The Allies had an advantage in being able to call in reinforcements. New Guinea Force arranged for the Australian 21st and 30th Brigades, which had served on the Kokoda Track early in the campaign, to relieve the exhausted 16th and 25th Brigades. Later, the 18th Brigade was brought from Milne Bay to take over from the Americans attacking Buna.
Despite mounting casualties, Japanese troops continued to defend each bunker tenaciously, giving ground only after inflicting heavy losses on attacking troops. The Allies found that close air support was ineffective because it was too hard for pilots to spot targets and bomb and strafe accurately, and artillery did not give a clear edge. On 9 December, the 21st Brigade captured Gona, with artillery support, but the casualty rate among attacking troops was too heavy to sustain. New Guinea Force hoped to break the deadlock by deploying light tanks.
The first attack using tanks was effective but, once the element of surprise was lost, they began suffering high casualties as Japanese gunners began targeting the three or four tanks used in each action. Nevertheless, by 3 January 1943 the last positions around Buna had fallen to the 18th Brigade. Only fifty Japanese survived this action, most becoming prisoners of war.

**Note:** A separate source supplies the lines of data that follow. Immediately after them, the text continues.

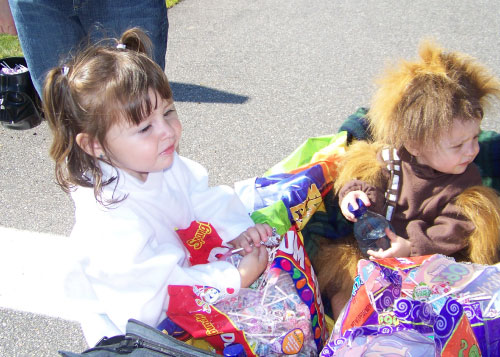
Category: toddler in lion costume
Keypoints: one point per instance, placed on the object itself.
(419, 172)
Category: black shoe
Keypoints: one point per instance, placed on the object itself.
(19, 101)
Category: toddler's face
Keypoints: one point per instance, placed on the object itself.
(149, 146)
(456, 149)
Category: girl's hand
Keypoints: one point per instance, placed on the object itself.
(252, 237)
(350, 198)
(253, 265)
(400, 247)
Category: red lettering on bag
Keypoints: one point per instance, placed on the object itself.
(198, 240)
(207, 325)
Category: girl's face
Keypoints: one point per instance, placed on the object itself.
(149, 146)
(456, 149)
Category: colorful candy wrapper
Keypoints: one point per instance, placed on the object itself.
(281, 314)
(451, 307)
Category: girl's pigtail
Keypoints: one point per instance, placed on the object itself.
(136, 39)
(54, 97)
(58, 108)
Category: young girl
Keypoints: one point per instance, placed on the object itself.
(116, 132)
(419, 172)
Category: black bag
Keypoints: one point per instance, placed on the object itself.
(19, 101)
(141, 340)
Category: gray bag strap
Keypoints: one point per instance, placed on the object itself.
(141, 340)
(393, 164)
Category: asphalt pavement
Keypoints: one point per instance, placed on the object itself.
(252, 80)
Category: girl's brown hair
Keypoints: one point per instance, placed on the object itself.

The final strongpoint to hold out was Sanananda. The Japanese had skilfully located bunkers and machine-gun posts on the only dry land in the area, so the Australians and Americans in this sector had to advance through, and live in, swamp. Though now disorganised and in poor condition, the Japanese continued to resist every Allied attack. Australian troops of the 30th Brigade, poorly trained for battle, suffered over 50 per cent losses in their opening attacks. The 18th Brigade was brought over from Buna and made some progress, but again the battle came to a standstill.
On 12 January 1943, the 18th Army's commander, General Adachi, ordered the evacuation of Sanananda. About 2,000 troops escaped by sea or on foot by the end of the battle. The Allies had nearly given up hope when it became clear that most of the Japanese had left. On 22 January, the 18th Brigade finished mopping-up actions and the Papuan campaign officially came to an end the following day.